All I really understood at the end of that first day we saw the boy across the street was this: Clinton Deix had returned and was still fifteen years old. As long as Michael had known him, Deix was fifteen.

That was over twenty years.

“I didn’t tell you what happened to Anthony Fanelli.”

“Michael, please—”

“No, I’m not just going to tell you another story. This all has to do with what’s happening. But you have to know the background before you can say anything. It’s very involved.”

“You’re telling
me
?”

Some years before, I’d had a guest on
Off the Wall
who’d been one of General Galtieri’s thugs in the Argentine government. His job had been to torture people. Although a repulsive, despicable man, particularly because he was so proud of what he’d done and pleased with having gotten away with it, he said something in the course of the show that haunted me. Most people have little pockets of learning or wisdom and he did too. His was generally predictable, but how often do we get to hear about evil from evil’s own mouth? Or smell the breath of the monster, hear him discuss his trade?
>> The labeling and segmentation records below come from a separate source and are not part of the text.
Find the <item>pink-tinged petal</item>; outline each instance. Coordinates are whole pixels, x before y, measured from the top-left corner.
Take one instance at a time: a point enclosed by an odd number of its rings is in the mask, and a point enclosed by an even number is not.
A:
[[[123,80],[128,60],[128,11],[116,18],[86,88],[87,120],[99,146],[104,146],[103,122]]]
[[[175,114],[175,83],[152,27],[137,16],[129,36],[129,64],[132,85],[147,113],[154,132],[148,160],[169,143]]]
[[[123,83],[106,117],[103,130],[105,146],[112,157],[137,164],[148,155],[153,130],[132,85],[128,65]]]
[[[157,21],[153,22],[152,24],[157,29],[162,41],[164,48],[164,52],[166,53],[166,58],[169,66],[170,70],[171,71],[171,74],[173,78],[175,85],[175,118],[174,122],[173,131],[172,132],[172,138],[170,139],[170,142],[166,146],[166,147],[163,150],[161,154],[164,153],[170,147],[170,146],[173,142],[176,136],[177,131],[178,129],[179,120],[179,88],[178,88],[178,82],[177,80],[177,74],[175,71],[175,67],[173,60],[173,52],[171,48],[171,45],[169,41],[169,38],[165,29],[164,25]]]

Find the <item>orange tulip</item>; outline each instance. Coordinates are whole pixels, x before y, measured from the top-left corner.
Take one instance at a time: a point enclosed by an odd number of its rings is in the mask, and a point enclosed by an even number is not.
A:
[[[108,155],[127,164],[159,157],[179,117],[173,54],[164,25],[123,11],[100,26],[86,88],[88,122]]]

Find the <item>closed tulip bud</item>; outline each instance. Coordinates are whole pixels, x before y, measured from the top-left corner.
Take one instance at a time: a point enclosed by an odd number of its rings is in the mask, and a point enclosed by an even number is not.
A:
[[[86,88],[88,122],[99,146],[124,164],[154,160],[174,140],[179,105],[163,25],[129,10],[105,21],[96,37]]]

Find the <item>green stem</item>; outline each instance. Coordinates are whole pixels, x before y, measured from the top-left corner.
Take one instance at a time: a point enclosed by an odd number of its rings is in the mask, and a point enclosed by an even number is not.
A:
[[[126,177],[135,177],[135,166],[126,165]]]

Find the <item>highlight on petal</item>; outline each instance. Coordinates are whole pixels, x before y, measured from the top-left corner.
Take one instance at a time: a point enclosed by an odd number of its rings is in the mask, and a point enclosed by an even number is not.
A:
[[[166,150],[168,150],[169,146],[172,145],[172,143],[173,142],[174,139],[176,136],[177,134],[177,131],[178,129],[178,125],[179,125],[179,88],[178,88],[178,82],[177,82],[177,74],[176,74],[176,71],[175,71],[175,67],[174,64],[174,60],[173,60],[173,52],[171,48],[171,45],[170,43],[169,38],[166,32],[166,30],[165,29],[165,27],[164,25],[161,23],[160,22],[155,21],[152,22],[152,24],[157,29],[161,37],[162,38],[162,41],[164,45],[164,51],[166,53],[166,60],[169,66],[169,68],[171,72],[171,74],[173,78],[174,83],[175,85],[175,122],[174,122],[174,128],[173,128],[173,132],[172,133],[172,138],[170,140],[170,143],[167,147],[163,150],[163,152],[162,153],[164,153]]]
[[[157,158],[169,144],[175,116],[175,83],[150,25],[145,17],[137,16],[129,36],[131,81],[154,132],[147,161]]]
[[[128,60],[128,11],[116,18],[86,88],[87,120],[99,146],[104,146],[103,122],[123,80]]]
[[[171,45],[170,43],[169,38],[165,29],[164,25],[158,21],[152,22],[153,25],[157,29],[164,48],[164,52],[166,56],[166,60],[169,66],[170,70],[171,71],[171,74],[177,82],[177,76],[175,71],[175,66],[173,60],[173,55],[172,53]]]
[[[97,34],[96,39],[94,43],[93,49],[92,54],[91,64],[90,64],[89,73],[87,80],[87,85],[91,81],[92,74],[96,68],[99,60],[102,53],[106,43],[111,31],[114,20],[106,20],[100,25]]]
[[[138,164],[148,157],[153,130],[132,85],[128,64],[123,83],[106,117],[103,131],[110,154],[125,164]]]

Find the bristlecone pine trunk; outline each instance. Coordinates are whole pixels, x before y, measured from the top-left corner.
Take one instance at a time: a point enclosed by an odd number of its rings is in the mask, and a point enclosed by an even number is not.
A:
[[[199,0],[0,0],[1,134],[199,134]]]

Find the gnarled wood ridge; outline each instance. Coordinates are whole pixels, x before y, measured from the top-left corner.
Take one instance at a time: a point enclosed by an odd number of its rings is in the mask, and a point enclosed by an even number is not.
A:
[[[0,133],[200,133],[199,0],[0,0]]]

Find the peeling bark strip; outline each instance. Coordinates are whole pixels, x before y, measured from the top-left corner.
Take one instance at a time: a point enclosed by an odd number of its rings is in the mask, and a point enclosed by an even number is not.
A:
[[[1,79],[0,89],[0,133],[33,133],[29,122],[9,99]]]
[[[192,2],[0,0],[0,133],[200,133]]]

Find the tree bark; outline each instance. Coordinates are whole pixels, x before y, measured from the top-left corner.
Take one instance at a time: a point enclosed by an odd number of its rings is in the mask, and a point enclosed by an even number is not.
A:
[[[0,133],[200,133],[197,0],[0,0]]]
What he said was this: the trick of both charm and torture is to accommodate them to your victim. You want to “get” someone? Don’t be rash, don’t be too quick—find out about them, sniff around their habits and their passions. Sooner or later you’ll find what you want: she likes flowers, but really
loves
orchids. Pulling out his fingernails is bad, but just mention doing something to his children and you’ve won; he will crawl under your foot. Charm and torture—use the same means and you can have whatever end you want. One of the other chilling things the man said was that he’d used the same methods to win his wife as he had to get information out of hundreds of doomed prisoners.

When I asked if he ever felt remorse for what he’d done, he said: “If you pay no attention to God, he’ll go away.”
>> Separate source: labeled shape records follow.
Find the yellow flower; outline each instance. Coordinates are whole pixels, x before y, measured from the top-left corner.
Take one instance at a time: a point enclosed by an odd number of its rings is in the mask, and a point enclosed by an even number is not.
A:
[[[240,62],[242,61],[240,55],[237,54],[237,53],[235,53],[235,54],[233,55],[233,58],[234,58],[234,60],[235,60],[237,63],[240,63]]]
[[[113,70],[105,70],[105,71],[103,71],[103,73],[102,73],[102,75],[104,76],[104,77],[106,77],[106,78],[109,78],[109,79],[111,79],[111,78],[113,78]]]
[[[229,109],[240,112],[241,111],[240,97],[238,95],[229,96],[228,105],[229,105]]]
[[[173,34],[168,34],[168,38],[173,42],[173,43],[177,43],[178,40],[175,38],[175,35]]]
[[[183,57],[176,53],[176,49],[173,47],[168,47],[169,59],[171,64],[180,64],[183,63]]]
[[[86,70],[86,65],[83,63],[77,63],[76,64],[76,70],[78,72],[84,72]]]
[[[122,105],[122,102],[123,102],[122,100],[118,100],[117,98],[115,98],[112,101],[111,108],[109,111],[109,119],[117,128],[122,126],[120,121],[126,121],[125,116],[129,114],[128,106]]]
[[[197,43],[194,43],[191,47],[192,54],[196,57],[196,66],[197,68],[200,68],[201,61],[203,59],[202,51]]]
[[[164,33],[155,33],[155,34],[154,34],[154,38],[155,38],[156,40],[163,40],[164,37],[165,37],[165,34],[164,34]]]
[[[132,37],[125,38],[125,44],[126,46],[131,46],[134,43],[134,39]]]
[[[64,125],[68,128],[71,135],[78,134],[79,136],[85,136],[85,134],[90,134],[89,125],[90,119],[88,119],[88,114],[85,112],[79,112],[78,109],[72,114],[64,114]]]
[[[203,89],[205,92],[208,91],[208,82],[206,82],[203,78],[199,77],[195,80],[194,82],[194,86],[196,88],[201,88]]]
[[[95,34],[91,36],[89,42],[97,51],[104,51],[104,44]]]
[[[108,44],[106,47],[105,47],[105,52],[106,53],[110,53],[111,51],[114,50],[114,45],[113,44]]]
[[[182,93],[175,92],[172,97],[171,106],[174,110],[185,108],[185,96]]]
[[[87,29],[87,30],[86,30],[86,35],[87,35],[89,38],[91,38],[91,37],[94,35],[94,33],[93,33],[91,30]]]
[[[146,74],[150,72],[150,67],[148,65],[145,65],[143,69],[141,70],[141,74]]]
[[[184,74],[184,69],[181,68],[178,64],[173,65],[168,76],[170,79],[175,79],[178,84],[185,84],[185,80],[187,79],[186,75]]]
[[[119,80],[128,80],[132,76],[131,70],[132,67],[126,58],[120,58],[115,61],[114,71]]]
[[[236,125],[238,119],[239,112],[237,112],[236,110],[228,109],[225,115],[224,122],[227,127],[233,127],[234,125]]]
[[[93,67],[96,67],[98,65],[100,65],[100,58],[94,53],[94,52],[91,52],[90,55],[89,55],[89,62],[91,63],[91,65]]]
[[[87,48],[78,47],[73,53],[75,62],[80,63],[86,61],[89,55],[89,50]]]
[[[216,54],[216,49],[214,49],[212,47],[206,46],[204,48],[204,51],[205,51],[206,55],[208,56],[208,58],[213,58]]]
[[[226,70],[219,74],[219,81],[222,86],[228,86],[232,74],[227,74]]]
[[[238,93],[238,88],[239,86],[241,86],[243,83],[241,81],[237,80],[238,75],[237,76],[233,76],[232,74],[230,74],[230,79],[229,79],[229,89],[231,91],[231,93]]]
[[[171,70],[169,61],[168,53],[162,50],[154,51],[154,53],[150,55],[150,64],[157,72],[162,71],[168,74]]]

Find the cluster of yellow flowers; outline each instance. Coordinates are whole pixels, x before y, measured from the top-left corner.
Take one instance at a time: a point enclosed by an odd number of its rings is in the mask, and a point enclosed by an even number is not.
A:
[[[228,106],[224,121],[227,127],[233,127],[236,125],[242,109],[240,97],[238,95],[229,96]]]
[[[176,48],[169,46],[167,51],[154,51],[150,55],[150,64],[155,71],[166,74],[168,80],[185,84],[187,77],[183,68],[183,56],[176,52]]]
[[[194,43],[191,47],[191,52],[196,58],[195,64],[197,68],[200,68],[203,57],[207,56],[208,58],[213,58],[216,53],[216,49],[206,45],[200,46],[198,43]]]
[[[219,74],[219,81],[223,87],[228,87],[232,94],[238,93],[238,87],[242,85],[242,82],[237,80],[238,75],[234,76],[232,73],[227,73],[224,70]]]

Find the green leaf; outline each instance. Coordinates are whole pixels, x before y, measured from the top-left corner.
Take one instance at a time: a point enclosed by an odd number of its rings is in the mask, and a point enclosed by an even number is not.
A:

Two days after I saw Clinton for the first time, the tyres on my motorcycle were slashed. That’s not fun, but it’s part of living in a large city one must accept. Luckily, my repair shop is only a few blocks away. I called the mechanic and we had the bike on the road again in an hour and a half. I’d moved into an apartment complex where there was a garage, but had used it only a few times. That night I did put the machine in there and thought no more about it.

Three days later my apartment was broken into. Nothing was taken, but whoever did it took a shit and wrote “Off the Wall” on my walls again and again. The smell—let’s face it, human feces has its own, very specific odour—plus the viciously intimate fact that whoever did it knew where I lived, got about five steps closer to my heart and fear. Yes, we’ve all read
1984
and remember the cage of rats strapped to Winston Smith’s head in room 101, but that’s in a book. You can put a book down and go to the kitchen for a bag of Cheese Doodles. It’s different when you come home and see part of your life written in shit on your own kitchen walls.